Court Opinion

ID: 7578636
Source: CourtListenerOpinion
Date Created: 2022-07-29 06:25:13.94541+00
Date Added: 2024-06-11T16:24:28.769873
License: Public Domain

COPE, Judge
(concurring in part and dissenting in part).
I agree that section 328.05(3)(c), Florida Statutes (1987), does not require a showing of a collateral crime as a prerequisite to forfeiture, and also agree that an owner is allowed to demonstrate the existence of an innocent mistake as a defense to a forfeiture action. While I agree that the Department is entitled to a reversal in this case, I would remand to the trial court for an evidentiary hearing. The owner’s defenses essentially are: that the corporation, although dissolved, was accurately reflected in the Secretary of State’s records and has since been reinstated; that it is quite common for a small corporation to continue to do business after being dissolved for failure to pay fees, and then to be reinstated to active status after the fees are paid; that the boat was purchased as a used vessel with existing numerals the owner did not realize were incorrect; and that the idea to use the address of the tag agency on the registration was that of a tag agency clerk, agreed to by the owner’s agent in the owner’s absence. The trial court adjudicated the matter on the basis of proffers, so that there has been no assessment of credibility. The trial court apparently assigned great weight to the fact that the tag agency address was used at the suggestion of the tag agency clerk.

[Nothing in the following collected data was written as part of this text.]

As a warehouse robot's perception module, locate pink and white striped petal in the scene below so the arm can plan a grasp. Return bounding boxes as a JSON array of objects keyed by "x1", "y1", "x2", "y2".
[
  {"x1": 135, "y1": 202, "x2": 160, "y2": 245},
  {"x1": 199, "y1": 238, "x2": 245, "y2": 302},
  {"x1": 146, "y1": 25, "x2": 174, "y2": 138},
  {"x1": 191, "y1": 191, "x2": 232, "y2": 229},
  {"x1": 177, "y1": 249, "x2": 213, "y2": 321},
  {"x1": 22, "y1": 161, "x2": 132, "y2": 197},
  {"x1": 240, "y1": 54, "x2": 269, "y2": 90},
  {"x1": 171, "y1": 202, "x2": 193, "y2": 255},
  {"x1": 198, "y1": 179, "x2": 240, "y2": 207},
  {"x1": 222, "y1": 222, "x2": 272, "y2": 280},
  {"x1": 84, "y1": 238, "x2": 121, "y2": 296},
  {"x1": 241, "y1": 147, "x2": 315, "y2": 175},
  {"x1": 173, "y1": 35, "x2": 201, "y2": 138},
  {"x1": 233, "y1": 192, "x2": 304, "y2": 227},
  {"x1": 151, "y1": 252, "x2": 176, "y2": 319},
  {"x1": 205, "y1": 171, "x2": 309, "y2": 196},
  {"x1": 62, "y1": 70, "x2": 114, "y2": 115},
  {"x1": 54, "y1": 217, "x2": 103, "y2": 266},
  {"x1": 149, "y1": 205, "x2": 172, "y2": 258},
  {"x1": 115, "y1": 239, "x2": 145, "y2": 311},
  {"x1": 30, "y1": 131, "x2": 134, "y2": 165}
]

Because the sanction of forfeiture is a severe one, I would remand for an evidentiary hearing. A determination whether there was an innocent mistake depends, in my view, on a more fully developed evidentiary record, and an assessment of the owner’s credibility. In effect the trial court entered a summary judgment for the owner which we have reversed. On this record, however, there are disputed issues of material fact which also preclude entering what is in effect a summary judgment in favor of the Department.
I join in the reversal but dissent from the instruction to direct entry of forfeiture in favor of the Department of Natural Resources.